I’m not usually one for over-sentimentality, but The Village is so well acted that it feels real and not at all twee. When the lads of the village all leave to an uncertain future as soldiers they tumble down the cobbled streets, proposing to their sweethearts at the last minute.
There’s even a bloody brass band playing Jerusalem. I tried to keep it together but in the end I was sobbing into a load of bunting and shouting at the screen ‘COME THA BACK NEWT FROM T’HOLLYOAKS! A’LL MARRY THEE!’.
Quite possibly the most annoying character of the past 10 years is back on E4 – Zooey Deschanel’s Jessica Day in New Girl (E4). If you haven’t seen the show before let me paint you a picture; a giant woman-child who favours zany cardigans, emitting high pitched noises for no reason, and playing a ukulele. Yep.
I have the same drug-addled recently-bereaved Bambi eyes as Deschanel, and used to have the same haircut as her too. That was until this show started and I was bombarded by drunk girls in Fibbers’ toilets screeching “OMG you look well like that lass out of New Girl!”, leading to me cutting it all off. That is how annoying she is.
Except… I’m still watching. Why? The sight of Miss Day pouting and giggling and baking cupcakes (no doubt enlisting a man to help her take them out of the oven lest she burn her little hands) is like nails down a blackboard to me. But yet, I’m still watching. And, sometimes, even laughing.
I used to be invited on lads’ nights out as an honorary bloke, but I think this is the final nail in that coffin. It’s a slippery slope to having a spa day before going out wearing fancy dress and drinking pink cocktails in Vodka Revolution.

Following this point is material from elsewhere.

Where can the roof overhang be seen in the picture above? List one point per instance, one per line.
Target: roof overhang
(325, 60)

The thing is, some of New Girl is really, really funny. Schmidt, Jess’s perfectionist idiot roommate, is comedy gold. And her love interest Nick is all tall and lacking in ambition and emotionally useless, which is like a red rag to a bull for me; I think I may be in love with him. Plus, I’m not sure if it’s Stockholm syndrome, but I think Jess may be getting slightly less irritating.